Problem: iron excess → begin iron chelation (desferrioxamine, deferasirox).
●Hematopoietic Stem Cell Transplant (HSCT) – only curative option.
• Best results if the sibling donor is HLA-matched and under 10 years old.
• Risks include infections and graft-versus-host disease.
• Experimental gene therapy
particularly in mutations of RPS19.
• Trials on viral vector gene substitution show promise.
Supportive Care
• Consistent monitoring (marrow biopsy, ferritin, CBC).
• Genetic counselling for families with a 50% chance of autosomal dominant inheritance.
social and psychological assistance as a result of long-term sickness.
➣ Nursing Interventions with a Problem Focus
Issue 1: Anemia-related Risk of Ineffective Tissue Perfusion
• Intervention: Keep an eye on blood pressure, heart rate, and breathing rate as well as hypoxic symptoms such weariness, pallor, and cyanosis.
• Intervention: Give transfusions of red blood cells as directed and keep an eye out for transfusion reactions.
•Intervention: Promote relaxation, group nursing exercises, and impart energy-saving techniques.
Issue 2: • Immunosuppressive infection risk (due to steroid treatment or bone marrow malfunction) • Intervention: Regularly check for infection symptoms, including fever.
•Intervention: Adopt infection control procedures and maintain stringent hand hygiene.
Intervention: Inform the patient and their family about early infection detection and when to get medical attention.
Issue 3: • Iron overload risk associated with long-term transfusions
• Intervention: As part of routine laboratory testing, check serum ferritin and iron levels.
•Intervention: As directed, prepare and give iron chelation treatment while keeping an eye out for any adverse medication reactions.
The fourth issue is the possibility of fluid volume imbalance brought on by transfusion or steroid medication.

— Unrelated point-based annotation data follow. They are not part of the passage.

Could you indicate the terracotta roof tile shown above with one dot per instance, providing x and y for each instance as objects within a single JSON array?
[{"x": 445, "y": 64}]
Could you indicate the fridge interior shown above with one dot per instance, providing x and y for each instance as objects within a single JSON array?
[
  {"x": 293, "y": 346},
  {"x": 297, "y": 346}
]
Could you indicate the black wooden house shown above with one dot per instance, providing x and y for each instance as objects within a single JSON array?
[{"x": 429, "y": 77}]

The solution is to keep an eye on daily weight, intake and output, and look for symptoms of fluid overload, such as oedema.
• Intervention: Inform family members of the value of consuming the right amount of fluids.

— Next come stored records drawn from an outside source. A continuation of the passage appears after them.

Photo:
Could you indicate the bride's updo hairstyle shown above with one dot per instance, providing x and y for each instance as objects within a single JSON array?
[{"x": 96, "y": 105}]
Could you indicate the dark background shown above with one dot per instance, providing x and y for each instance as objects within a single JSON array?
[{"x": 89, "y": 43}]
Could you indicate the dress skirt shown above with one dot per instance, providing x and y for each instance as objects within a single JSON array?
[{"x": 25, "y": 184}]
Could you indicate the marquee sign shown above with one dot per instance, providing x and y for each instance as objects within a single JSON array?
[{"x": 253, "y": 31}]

Issue 4: The possibility of delayed growth and development as a result of chronic sickness and inadequate oxygenation
•Intervention: Work with dietitians to make sure you're getting enough calories and nutrients.
I• Intervention: Keep an eye on developmental milestones and growth metrics.
Intervention: Promote involvement in activities that are suitable for the child's age and, if necessary, refer the child to developmental specialists.
●Problem 5:
•Impaired Family Coping related to chronic disease management
•Intervention: Offer resources for counselling as well as emotional support.
•Intervention: Inform parents and carers about the illness, its treatment options, and the need for at-home care.
Intervention: Make connections between families and support groups and organise multidisciplinary care.